All I and they require to change opinion is evidence. Not rhetoric, of which you no doubt have a plentiful supply handy, but evidence.
"Various types of paleoclimatic evidence suggest that the climate of the Earth has varied over time. The data suggest that during most of the Earth's history, global temperatures were probably 8 to 15° Celsius warmer than they are today. However, there were periods of times when the Earth's average global temperature became cold; cold enough for the formation of alpine glaciers and continental glaciers that extended in to the higher, middle and sometimes lower latitudes. In the last billion years of Earth's history, glacial periods have started at roughly 925, 800, 680, 450, 330, and 2 million years before present (B.P.). Of these ice ages, the most severe occurred at 800 million years ago when glaciers came within 5 degrees of the equator."
Earth undergoes constant changes. The misleading assumption that it's caused by the humans is not supported by evidence that cooling and warming of Earth happened before in the very long history of Earth.
What additional evidence do you require?
A computer beat me in chess, but it was no match when it came to kickboxing
Re: ClimateGate - A Question for Ed Seedhouse and Paul Beckwith
The stolen emails are from one place. All its work/research could be ignored and it would not affect the other science going on around the world. The vast majority of the raw data can be found on the web, for all to see.
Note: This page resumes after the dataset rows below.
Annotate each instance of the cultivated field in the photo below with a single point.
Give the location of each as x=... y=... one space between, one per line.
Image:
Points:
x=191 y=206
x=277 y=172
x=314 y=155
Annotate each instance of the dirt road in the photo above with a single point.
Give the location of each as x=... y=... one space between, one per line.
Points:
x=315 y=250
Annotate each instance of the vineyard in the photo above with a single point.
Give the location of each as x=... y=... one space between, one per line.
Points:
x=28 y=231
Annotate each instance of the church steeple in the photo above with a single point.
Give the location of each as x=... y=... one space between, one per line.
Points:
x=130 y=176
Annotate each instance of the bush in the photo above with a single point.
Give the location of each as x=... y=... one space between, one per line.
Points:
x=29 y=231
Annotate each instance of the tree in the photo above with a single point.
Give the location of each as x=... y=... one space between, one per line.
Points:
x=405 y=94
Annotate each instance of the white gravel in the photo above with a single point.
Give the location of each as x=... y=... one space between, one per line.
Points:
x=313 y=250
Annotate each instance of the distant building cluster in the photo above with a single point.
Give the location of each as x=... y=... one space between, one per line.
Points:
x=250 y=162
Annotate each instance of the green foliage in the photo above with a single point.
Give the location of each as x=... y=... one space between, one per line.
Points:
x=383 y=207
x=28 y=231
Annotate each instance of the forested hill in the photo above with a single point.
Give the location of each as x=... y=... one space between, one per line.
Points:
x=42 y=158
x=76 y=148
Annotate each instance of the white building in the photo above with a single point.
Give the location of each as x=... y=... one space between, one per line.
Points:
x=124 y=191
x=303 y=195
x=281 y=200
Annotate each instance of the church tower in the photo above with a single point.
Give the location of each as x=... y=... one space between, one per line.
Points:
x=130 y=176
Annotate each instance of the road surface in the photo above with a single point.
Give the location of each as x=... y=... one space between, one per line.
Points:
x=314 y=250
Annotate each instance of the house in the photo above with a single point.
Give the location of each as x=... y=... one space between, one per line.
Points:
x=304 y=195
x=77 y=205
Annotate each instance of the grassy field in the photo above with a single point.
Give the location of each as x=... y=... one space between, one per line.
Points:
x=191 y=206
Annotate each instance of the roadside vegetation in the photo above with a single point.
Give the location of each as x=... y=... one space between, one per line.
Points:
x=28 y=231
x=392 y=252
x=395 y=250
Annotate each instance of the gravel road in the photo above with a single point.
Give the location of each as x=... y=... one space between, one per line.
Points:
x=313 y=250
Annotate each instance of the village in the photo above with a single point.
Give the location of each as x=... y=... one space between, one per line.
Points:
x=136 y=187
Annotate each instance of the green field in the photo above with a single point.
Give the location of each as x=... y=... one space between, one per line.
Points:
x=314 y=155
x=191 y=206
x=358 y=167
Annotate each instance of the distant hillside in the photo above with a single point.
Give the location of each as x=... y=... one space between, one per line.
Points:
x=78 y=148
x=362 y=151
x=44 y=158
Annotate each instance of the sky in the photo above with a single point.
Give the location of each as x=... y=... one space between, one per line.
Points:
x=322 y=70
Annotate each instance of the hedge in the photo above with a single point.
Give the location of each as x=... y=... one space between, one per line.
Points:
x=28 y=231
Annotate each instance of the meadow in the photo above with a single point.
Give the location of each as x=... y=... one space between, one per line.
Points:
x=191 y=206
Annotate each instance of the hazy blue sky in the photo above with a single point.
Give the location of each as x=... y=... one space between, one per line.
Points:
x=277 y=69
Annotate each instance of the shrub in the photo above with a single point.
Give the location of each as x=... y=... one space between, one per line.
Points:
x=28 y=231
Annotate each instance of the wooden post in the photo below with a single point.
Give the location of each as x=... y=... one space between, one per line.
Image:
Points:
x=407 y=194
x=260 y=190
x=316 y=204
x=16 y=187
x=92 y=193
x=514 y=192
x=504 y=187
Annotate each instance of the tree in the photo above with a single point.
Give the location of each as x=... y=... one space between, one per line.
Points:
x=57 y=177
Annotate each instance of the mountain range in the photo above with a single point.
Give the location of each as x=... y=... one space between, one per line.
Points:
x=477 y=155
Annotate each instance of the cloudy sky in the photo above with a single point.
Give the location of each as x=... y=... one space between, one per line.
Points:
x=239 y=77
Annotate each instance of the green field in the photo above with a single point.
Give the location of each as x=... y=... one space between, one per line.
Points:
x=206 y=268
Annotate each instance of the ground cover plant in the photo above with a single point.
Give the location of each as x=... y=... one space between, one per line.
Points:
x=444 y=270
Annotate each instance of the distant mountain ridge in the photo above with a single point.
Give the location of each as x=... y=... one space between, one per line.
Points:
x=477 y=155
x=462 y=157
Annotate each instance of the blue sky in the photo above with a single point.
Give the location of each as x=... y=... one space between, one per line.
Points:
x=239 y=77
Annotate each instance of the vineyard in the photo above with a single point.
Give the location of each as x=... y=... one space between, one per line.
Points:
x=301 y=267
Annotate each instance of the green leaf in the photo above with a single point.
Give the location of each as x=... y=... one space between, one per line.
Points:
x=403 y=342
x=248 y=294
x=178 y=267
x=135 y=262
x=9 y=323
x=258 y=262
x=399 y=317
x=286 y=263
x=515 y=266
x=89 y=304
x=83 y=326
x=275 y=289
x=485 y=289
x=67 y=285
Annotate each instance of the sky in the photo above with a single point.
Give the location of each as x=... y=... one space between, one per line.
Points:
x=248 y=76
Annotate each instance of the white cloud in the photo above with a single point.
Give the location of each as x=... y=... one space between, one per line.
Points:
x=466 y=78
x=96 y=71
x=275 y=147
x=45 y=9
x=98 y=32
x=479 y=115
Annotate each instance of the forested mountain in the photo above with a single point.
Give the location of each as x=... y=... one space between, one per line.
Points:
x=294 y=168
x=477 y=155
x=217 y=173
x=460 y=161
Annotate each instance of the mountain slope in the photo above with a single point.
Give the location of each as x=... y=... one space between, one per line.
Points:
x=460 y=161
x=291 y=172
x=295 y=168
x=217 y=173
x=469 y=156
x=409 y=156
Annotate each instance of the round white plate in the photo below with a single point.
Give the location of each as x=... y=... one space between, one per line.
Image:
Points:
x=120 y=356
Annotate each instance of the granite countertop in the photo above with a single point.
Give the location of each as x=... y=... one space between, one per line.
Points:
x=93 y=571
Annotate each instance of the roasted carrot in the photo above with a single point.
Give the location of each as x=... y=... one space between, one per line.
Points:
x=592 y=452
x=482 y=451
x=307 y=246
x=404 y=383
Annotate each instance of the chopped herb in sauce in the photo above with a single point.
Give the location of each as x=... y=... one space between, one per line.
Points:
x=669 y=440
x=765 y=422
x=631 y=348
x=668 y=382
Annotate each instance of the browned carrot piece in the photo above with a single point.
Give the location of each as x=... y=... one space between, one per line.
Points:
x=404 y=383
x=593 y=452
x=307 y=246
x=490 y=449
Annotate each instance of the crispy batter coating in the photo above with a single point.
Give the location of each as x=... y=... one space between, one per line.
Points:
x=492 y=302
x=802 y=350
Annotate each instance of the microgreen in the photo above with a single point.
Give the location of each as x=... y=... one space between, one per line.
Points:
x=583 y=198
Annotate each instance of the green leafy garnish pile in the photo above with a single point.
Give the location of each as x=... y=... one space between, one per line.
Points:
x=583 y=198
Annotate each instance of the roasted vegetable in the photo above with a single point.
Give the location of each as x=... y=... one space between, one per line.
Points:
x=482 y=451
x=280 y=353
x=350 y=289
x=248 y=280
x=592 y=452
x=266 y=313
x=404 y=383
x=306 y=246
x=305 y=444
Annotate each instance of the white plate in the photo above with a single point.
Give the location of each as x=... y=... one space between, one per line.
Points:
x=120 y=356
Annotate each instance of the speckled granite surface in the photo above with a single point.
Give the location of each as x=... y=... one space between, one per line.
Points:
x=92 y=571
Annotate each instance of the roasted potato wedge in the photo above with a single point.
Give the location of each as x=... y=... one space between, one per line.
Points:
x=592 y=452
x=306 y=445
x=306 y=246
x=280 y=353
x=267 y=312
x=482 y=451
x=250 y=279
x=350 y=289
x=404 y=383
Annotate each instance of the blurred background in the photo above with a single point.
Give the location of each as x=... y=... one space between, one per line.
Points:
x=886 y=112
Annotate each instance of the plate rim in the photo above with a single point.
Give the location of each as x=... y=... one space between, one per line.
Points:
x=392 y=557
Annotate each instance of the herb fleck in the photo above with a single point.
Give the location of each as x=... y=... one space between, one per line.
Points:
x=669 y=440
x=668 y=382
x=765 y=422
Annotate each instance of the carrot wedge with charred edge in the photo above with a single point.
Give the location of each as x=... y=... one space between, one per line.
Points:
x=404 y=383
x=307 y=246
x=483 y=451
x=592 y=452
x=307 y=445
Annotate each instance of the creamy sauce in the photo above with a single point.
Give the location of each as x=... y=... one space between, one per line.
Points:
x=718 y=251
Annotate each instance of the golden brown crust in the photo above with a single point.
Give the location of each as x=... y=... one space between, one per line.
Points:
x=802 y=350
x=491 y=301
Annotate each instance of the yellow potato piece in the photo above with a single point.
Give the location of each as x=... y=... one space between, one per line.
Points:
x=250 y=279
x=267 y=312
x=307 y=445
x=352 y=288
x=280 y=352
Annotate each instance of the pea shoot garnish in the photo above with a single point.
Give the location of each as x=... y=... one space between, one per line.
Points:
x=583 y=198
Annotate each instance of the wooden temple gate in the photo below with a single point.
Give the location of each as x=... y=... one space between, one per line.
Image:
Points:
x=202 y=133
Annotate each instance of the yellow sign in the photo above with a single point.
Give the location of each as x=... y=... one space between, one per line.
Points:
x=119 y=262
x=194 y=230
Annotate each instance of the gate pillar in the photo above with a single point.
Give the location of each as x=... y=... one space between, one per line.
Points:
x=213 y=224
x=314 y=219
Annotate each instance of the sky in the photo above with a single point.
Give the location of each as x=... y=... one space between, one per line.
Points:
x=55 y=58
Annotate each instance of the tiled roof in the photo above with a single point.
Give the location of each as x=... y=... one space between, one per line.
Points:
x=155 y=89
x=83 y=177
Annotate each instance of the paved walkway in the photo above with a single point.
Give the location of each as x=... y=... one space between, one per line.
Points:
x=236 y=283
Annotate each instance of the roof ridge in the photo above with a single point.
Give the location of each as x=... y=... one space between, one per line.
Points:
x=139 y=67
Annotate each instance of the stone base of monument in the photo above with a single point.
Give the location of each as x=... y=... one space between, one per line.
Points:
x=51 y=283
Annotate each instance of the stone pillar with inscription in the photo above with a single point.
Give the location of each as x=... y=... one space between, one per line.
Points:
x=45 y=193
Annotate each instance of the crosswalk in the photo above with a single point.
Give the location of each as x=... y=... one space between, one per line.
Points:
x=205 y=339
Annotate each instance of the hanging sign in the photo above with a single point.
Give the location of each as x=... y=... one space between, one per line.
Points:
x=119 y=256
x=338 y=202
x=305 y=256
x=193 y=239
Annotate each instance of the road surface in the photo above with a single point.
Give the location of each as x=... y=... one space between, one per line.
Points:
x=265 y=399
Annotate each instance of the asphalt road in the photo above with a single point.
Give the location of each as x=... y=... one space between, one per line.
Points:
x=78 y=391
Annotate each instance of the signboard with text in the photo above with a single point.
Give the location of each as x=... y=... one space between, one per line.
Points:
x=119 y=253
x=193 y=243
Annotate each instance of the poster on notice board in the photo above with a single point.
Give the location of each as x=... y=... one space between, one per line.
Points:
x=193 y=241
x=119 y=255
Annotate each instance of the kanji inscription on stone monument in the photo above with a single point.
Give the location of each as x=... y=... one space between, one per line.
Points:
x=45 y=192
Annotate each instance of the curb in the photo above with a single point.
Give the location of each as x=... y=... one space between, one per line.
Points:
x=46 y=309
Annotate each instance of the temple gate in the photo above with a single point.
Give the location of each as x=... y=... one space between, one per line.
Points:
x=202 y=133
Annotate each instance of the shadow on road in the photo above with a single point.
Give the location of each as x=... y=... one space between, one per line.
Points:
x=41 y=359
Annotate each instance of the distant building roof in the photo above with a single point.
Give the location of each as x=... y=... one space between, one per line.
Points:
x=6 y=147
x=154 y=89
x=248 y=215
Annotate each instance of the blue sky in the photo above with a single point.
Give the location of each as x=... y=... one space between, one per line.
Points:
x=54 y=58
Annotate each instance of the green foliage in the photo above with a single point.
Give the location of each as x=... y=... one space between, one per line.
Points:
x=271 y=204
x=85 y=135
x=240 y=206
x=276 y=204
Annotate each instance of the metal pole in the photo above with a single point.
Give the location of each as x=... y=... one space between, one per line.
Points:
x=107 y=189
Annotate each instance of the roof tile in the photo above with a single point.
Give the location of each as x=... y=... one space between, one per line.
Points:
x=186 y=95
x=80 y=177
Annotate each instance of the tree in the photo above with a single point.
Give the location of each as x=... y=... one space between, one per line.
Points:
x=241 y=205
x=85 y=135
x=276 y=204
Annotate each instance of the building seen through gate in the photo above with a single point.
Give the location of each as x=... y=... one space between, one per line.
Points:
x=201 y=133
No doubt the rest of the emails (only a selection was released) will be released before the next series of world talks next year.
Re : ClimateGate - A Question for Ed Seedhouse and Paul Beckwith
Here we can see how much the ice on the Mount Kilimanjaro disappeard in the past century... It is good to mention that for the past 11 000 years it was covered by ice.
Glacier Peak Wilderness in 1973
The same view as seen in 2006, where this branch of glacier retreated 1.9 kilometres (1.2 mi)
There is no need to talk about whether or not there is climate changes, but we need to find a way to stop them.
Re: ClimateGate - A Question for Ed Seedhouse and Paul Beckwith
Ernest, just do some Googling yourself to find out what has caused climate change in the past (i.e. orbital changes, i.e. Milankovitch cycles have caused may ice ages in the past)...
The difference now is the level of carbon dioxide is much higher than variation with the cycles before (200 ppm for previous ice ages, <300 ppm for warm periods, and now approaching 390 ppm. Also the ocean is more acidic now than at any time in many millions of years (due to absorption of huge amounts of carbon dioxide).